450 sayfalık 34 kısa bölümden
oluşan biyografide, Jutta Ditfurth, Ulrike Meinhof’un hayatının ayrıntılı bir
şekilde aktarıyor. Küçük yaşlarda otoriter eğitim sistemine karşı çıkan, ailesi
öldükten sonra kendisinin ve kardeşinin sorumluluğunu üstlenen manevi annesi
Renate Riemeck ile çatışan, Meinhof 1958/59 yıllarında nükleer karşıtı hareket
içerisinde siyasallaşır. Yaygın kanının aksine 50’lerin sonunda sadece nükleer
silahlara değil aynı zamanda nükleer enerjiye de karşı çıkıldığını ve bu
hareketin önde gelen isimlerinden birinin Ulrike Meinhof olduğunu öğreniriz. 1956
yılında kapatılan ve yasaklanan Komünist Partiye üye olur, parlamento dışı
muhalefet içerisindeki her geçen gün daha belirgin bir yer edinir. Vietnam
savaşı ve tüm dünyaya yayılmış emperyalizm karşıtı eylemleri düzenler, onlara
katılır. Muhalif Konkret dergisine
yazılar yazar ve daha sonra derginin editörlüğü görevini üstlenir. Radyo
yayıncılığı ile de ilgilenir. Radyo ve televizyon için o dönemde çok da ilgi
çekmeyen göçmen işçilerin durumlarını, yetiştirme yurtlarında yaşayan kızları konu
edinen haberler, belgeseller hazırlar. Üniversitede gazetecilik eğitimi verir.

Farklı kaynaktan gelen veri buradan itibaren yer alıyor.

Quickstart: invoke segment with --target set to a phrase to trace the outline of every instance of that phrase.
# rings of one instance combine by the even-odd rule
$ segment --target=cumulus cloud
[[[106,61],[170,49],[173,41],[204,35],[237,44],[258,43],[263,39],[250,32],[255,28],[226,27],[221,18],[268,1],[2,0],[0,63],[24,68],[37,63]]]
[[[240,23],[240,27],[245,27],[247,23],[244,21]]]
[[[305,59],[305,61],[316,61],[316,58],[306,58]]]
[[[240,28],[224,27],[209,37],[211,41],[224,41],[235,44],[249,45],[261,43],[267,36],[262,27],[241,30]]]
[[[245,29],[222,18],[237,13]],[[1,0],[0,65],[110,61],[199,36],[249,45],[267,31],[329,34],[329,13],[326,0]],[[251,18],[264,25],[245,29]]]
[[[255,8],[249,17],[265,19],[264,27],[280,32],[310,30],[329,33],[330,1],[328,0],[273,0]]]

1972 yılında Andreas Baader’in kaçırılmasına yardım ederek silahlı mücadeleye
geçer. Tanıdığı RAF sempatizanı bir öğretmenin ihbarı üzerine yakalanır, beyaz
işkence olarak adlandırılan sesten tamamen yalıtılmış bir hücrede aylarını
geçirir. Yargı süreci devam ederken
hücresinde ölü bulunur.
Tüm bunların yanı sıra biyografi,
kişisel yaşamının mihenk taşlarını da konu ediniyor: 1974 yılında Ulrike
Meinhof hakkında bir kitap yayınlayan Klaus Rainer Röhl ile evliliği, ikizlerin
doğumu, boşanması, yalnız iki çocuklu bir anne olarak yaşam sürdürme çabası... Ancak
Ditfurth kişisel yaşamına dair kurduğu cümlelerde klişelere sığınmayı seçmiş.

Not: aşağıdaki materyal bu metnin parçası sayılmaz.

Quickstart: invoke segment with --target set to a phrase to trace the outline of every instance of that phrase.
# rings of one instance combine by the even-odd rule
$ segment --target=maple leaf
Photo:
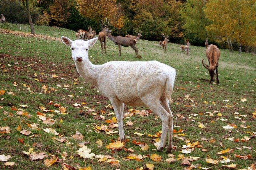
[[[161,160],[162,156],[158,155],[156,154],[152,154],[150,156],[150,159],[153,160],[154,161],[159,162]]]
[[[222,166],[224,167],[228,168],[234,168],[236,167],[236,164],[230,164],[228,165],[222,165]]]
[[[24,130],[22,131],[21,131],[20,132],[22,134],[23,134],[25,135],[29,135],[29,134],[31,133],[32,132],[30,131],[29,130]]]
[[[95,156],[95,154],[94,153],[90,153],[91,150],[92,149],[87,148],[87,146],[84,146],[82,148],[80,148],[77,152],[80,155],[80,157],[82,157],[84,158],[92,159]]]
[[[117,140],[113,143],[110,143],[108,145],[106,146],[108,149],[116,150],[121,148],[124,145],[124,142]]]
[[[218,161],[217,160],[213,160],[212,159],[206,158],[204,158],[204,159],[206,161],[206,163],[218,165]]]
[[[51,158],[50,159],[46,159],[44,161],[44,164],[48,167],[51,166],[55,162],[56,162],[56,160],[57,159],[56,159],[56,158]]]
[[[141,154],[137,155],[136,154],[130,154],[126,156],[126,159],[128,160],[134,160],[137,161],[143,161],[143,157]]]
[[[0,127],[0,133],[10,133],[11,130],[9,127]]]
[[[84,136],[78,131],[77,131],[76,134],[74,135],[71,135],[71,137],[75,139],[79,140],[82,140],[84,138]]]
[[[166,159],[165,161],[170,164],[171,162],[173,162],[176,161],[176,160],[177,160],[175,158],[170,158],[168,159]]]
[[[147,133],[146,132],[146,133],[138,133],[138,132],[134,132],[134,134],[138,134],[138,135],[139,135],[140,136],[143,136],[143,135],[144,135],[146,133]]]
[[[41,152],[37,153],[35,152],[32,152],[29,154],[29,156],[32,160],[36,160],[37,159],[43,159],[44,158],[47,158],[48,156],[47,155],[44,154],[45,152]]]
[[[229,148],[228,148],[227,149],[226,149],[226,150],[223,150],[222,151],[218,152],[217,153],[219,154],[219,155],[221,155],[222,154],[224,154],[225,153],[227,153],[228,152],[228,151],[230,150],[230,149]]]
[[[55,135],[58,135],[60,134],[60,133],[58,133],[54,129],[52,128],[43,128],[43,130],[47,133],[51,133]]]
[[[15,164],[15,162],[7,162],[4,163],[4,166],[13,166],[14,165],[17,165]]]
[[[5,91],[3,90],[2,89],[0,90],[0,95],[4,95],[4,93],[5,93]]]
[[[0,155],[0,160],[1,160],[1,161],[7,161],[10,158],[11,158],[10,155],[7,155],[6,156],[3,154],[2,155]]]
[[[198,127],[201,128],[204,128],[205,127],[204,125],[202,124],[201,123],[201,122],[198,122],[198,124],[199,124],[199,125],[198,126]]]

Meinhof hakkında yaratılan dezenformasyonu eleştirirken, kişisel hayatına dair
tahmine dayalı olduğu açıkça belli cümlelerin dökülüvermesi, biyografinin
çizmeyi amaçladığı resme gölge düşürmüş. Sözgelimi ilk gençlik yıllarında
Ulrike’nin aşık olduğu Maria ile olan ilişkilerini anlatırken, ya da annesi
fırtınalı bir gecede öldüğü için Ulrike’nin her zaman fırtınadan korktuğunu
iddia ederken.
Ulrike Meinhof kimdi? Ulrike
Meinhof kadındı, komünisti, silahlı mücadeleyi seçmişti, yakalandı, beyaz
işkenceye maruz kaldı ve Stammheim’daki hücresinde ölü bulundu. Burjuva
toplumunun idealize ettiği yaşam şeklini reddetti. Hücresinde ölü bulunduktan
sonra Hessen eyaletinde yayınlanan gazeteye verilen “vergi mükellefleri” imzalı
bir ilanda, aldığı ölüm kararı için kendisine teşekkür edilmesi ya da aradan
yıllar geçtikten sonra 2001 yılında hâlâ onu bir yere konduramayan akılların beynini
incelemeye yeltenmelerine şaşmamalı. Ne de olsa toplumlarımız bu ideale
dayanıyor.
Türkçe çeviriye dair not:
Redaksiyon yapılırken parlamento dışı muhalefetin Almanca kısaltması olan APO, kitabın
bazı yerlerinde açıklama yapılmaksızın bırakılmış, APO’nun Almancadaki
karşılığını bilmeyen okuyucunun metni anlamasını imkânsızlaştıran bu hatayı yayınevlerimizin
kabarık kabahat defterlerine ekleyelim.
ULRIKE MEINHOF, Jutta Ditfurth,
Çev. Saliha Nazlı Kaya, Agora Kitaplığı, 2010.